Quanto faticoso è sentirsi veramente soddisfatti in questo nostro tempo, spinti sempre più verso la competitività, l’efficienza e il mai sazio aggiornamento tecnologico? Quante volte ci capita di sentirci frustrati, scoraggiati, inutilmente spremuti se non raggiungiamo l’obiettivo cui ambivamo, il riconoscimento che speravamo, il superamento dei problemi che agitano la nostra vita dentro e fuori le mura domestiche? Quante volte ci fermiamo ancor prima di partire, perché la strada ci sembra troppo erta? Sembra di sentir riecheggiare il lamento di Abramo: “Signore Dio, che cosa mi darai? Io me ne vado senza figli…”

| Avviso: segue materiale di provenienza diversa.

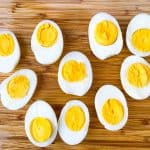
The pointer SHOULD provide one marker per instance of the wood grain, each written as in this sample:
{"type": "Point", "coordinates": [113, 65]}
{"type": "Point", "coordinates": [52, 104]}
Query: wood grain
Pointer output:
{"type": "Point", "coordinates": [73, 17]}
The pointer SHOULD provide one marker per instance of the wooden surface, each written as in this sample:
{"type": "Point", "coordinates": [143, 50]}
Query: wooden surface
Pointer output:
{"type": "Point", "coordinates": [73, 17]}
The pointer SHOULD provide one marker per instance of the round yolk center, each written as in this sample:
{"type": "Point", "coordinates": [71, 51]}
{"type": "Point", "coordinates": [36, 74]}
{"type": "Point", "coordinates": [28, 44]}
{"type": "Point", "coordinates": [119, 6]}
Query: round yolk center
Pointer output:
{"type": "Point", "coordinates": [75, 118]}
{"type": "Point", "coordinates": [141, 40]}
{"type": "Point", "coordinates": [73, 71]}
{"type": "Point", "coordinates": [18, 87]}
{"type": "Point", "coordinates": [47, 35]}
{"type": "Point", "coordinates": [41, 129]}
{"type": "Point", "coordinates": [112, 111]}
{"type": "Point", "coordinates": [138, 75]}
{"type": "Point", "coordinates": [6, 45]}
{"type": "Point", "coordinates": [106, 33]}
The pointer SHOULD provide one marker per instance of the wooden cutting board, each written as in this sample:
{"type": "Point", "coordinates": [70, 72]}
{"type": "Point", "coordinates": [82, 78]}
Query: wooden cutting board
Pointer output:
{"type": "Point", "coordinates": [73, 17]}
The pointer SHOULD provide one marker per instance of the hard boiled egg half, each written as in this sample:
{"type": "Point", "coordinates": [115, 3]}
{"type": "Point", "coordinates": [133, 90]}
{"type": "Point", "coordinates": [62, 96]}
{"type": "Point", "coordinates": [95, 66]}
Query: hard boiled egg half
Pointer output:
{"type": "Point", "coordinates": [105, 37]}
{"type": "Point", "coordinates": [41, 124]}
{"type": "Point", "coordinates": [73, 122]}
{"type": "Point", "coordinates": [111, 107]}
{"type": "Point", "coordinates": [9, 51]}
{"type": "Point", "coordinates": [75, 74]}
{"type": "Point", "coordinates": [47, 42]}
{"type": "Point", "coordinates": [18, 89]}
{"type": "Point", "coordinates": [135, 77]}
{"type": "Point", "coordinates": [138, 35]}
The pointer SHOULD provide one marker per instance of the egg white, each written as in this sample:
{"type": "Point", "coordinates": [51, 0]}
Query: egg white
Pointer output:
{"type": "Point", "coordinates": [76, 88]}
{"type": "Point", "coordinates": [134, 92]}
{"type": "Point", "coordinates": [141, 20]}
{"type": "Point", "coordinates": [47, 55]}
{"type": "Point", "coordinates": [8, 63]}
{"type": "Point", "coordinates": [40, 109]}
{"type": "Point", "coordinates": [68, 136]}
{"type": "Point", "coordinates": [103, 94]}
{"type": "Point", "coordinates": [14, 104]}
{"type": "Point", "coordinates": [101, 51]}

Com’è rasserenante sentire dal Vangelo di oggi che la famiglia è cantiere di santità non perché ha compreso in un baleno il sogno di pienezza di Dio e di conseguenza viene esentata dalle tribolazioni quotidiane, ma perché, pur immersa in queste tribolazioni, affronta il duplice movimento dell’uscire verso il tempio e rientrare nell’intimità di casa: in questo uscire e rientrare, avviene l’incontro con persone “mosse dallo Spirito” e per questo capaci di parole rigeneranti.
Ed ecco Maria e Giuseppe che, mentre ancora cercano di rimettere insieme i pezzi di un progetto di vita rivoltato come un calzino, non cedono all’impazienza, ma continuano a fidarsi di un Dio che dispiega il suo progetto d’Amore su una scala di tempi che non è la nostra: compiono i riti prescritti dalla Legge e tornano a casa carichi di ulteriore stupore, per l’incontro con Simeone e Anna.
Forse le parole dei due anziani hanno fatto breccia nel cuore della giovane coppia (e possono farlo nel nostro) perché sono quelle di persone che hanno intuito come la vita non sia realizzazione di un risultato (magari meglio se previsto e pianificato efficientemente) ma attesa di un compimento, del quale è sufficiente vedere un germoglio per sentirsi gioiosamente sopraffatti da un disegno di salvezza che supera ogni umana capacità di calcolo.
Se ci liberiamo dalla pretesa di dosare il nostro donarci nella vita in funzione dell’esito tangibile che ci aspettiamo di cogliere, allora impareremo a gustare la soddisfazione della vera fecondità, quella che si compie “nel tempo che Dio ha fissato”.